Baidu Migrates Off Sharded MySQL to CockroachDB
Baidu migrated from sharded MySQL to CockroachDB to automate operations of two production applications that access 2TB of data with 50M inserts a day.
Baidu is a $90B+ internet company serving nearly 1 billion users with web products ranging from search to shopping to cloud storage. Their database engineering team needs to support huge volumes of data while meeting the needs of internal application developers. With CockroachDB, Baidu gets a distributed database that scales horizontally while providing the SQL interface application developers are familiar with. CockroachDB now stores information gathered from across the web to drive interactive customer experiences.
Baidu started using CockroachDB when several engineers started testing and contributing to it on GitHub. They evaluated CockroachDB by testing it with real application workloads, and it was through this testing that Baidu’s engineers became convinced that CockroachDB had the appropriate architecture to support their needs.
Baidu’s Biggest Challenges
Baidu supports nearly a billion users accessing applications in production, and requires infrastructure that can support reliable performance at scale. They were relying on sharded MySQL to do the job with multiple replicated shards and middleware to support critical applications.
Baidu’s database engineering team, however, wanted to try a different approach for a new application that needed to store increasing amounts of data while supporting continuous inserts with highly concurrent and real-time access. This application also needed secondary indexes to speed up queries, as well as support for basic real-time analytics to extract insights from existing data.
Their existing MySQL deployment would have required application developers to transform and modify data at the application layer, while NoSQL databases would that sacrifice secondary indexes, aggregations, and transactions would have similarly introduced complexity for application developers.
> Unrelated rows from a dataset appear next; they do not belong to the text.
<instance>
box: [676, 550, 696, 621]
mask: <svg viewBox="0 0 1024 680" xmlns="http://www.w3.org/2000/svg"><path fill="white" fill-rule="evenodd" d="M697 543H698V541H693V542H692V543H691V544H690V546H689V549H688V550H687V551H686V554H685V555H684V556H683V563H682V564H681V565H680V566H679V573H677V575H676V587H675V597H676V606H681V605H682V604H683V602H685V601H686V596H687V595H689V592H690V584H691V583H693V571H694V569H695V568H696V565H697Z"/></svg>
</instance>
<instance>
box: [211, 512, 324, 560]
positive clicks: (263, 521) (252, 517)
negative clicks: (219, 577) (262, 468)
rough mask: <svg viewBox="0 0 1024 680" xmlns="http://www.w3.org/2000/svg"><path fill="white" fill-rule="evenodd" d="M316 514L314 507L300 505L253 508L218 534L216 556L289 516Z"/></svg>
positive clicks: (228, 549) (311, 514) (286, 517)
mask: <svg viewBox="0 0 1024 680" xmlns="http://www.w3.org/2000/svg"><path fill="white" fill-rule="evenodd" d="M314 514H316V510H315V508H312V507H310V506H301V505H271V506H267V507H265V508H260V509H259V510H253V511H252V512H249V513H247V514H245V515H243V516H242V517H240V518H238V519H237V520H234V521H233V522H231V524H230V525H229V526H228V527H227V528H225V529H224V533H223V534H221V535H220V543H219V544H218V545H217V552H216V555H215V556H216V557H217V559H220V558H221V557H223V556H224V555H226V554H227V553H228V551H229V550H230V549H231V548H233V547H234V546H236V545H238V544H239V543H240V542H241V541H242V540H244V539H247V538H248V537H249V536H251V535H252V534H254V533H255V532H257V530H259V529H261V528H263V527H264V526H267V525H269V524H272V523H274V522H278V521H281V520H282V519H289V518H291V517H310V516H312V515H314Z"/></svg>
For applications that needed distributed SQL, Baidu’s database engineering team had to stick with a relational database. They needed to invest in a different database.
Baidu’s database engineering team carried out a deep investigation into CockroachDB, contributing to our open source project and providing valuable feature feedback. They found that CockroachDB could handle their new application use case more elegantly than MySQL could with no middleware for operators to maintain and reduced complexity for application developers.
Development teams could keep using SQL, while database engineers could provide a faster Recovery Time Objective (target time in which to recover from a disaster) and keep up with the growth needs of their development teams without having to modify or transform data for application-level use. They could add capacity by simply spinning up another server, installing CockroachDB, re-configuring a load balancer, and pointing the new node at an existing cluster. The database would then automatically route query traffic, rebalance, and replicate transparently to developers and operators. Better yet, all of the hardware Baidu provisioned to run CockroachDB was utilized to serve live application traffic.
Baidu’s database engineering team is now running CockroachDB in production to support two new applications that would have previously used MySQL. These applications access 2TB of data with 50M inserts a day, taking advantage of SQL features like secondary indexes and distributed SQL queries.
Baidu’s deployment of CockroachDB is simple with ten nodes installed on bare metal servers. A load balancer sits above the ten nodes to distribute traffic. With CockroachDB, Baidu’s DBA team can automate many of their manual processes, including setting up replication, managing rebalancing, and surviving failures.
Baidu’s database engineering team continues to contribute to CockroachDB, helping to build new features and improve the product’s usability. They have also partnered with Cockroach Labs to popularize CockroachDB globally with the first China-based CockroachDB Community Conference (videos from the conference are available here). We are excited to collaborate with Baidu to improve and spread the word about CockroachDB.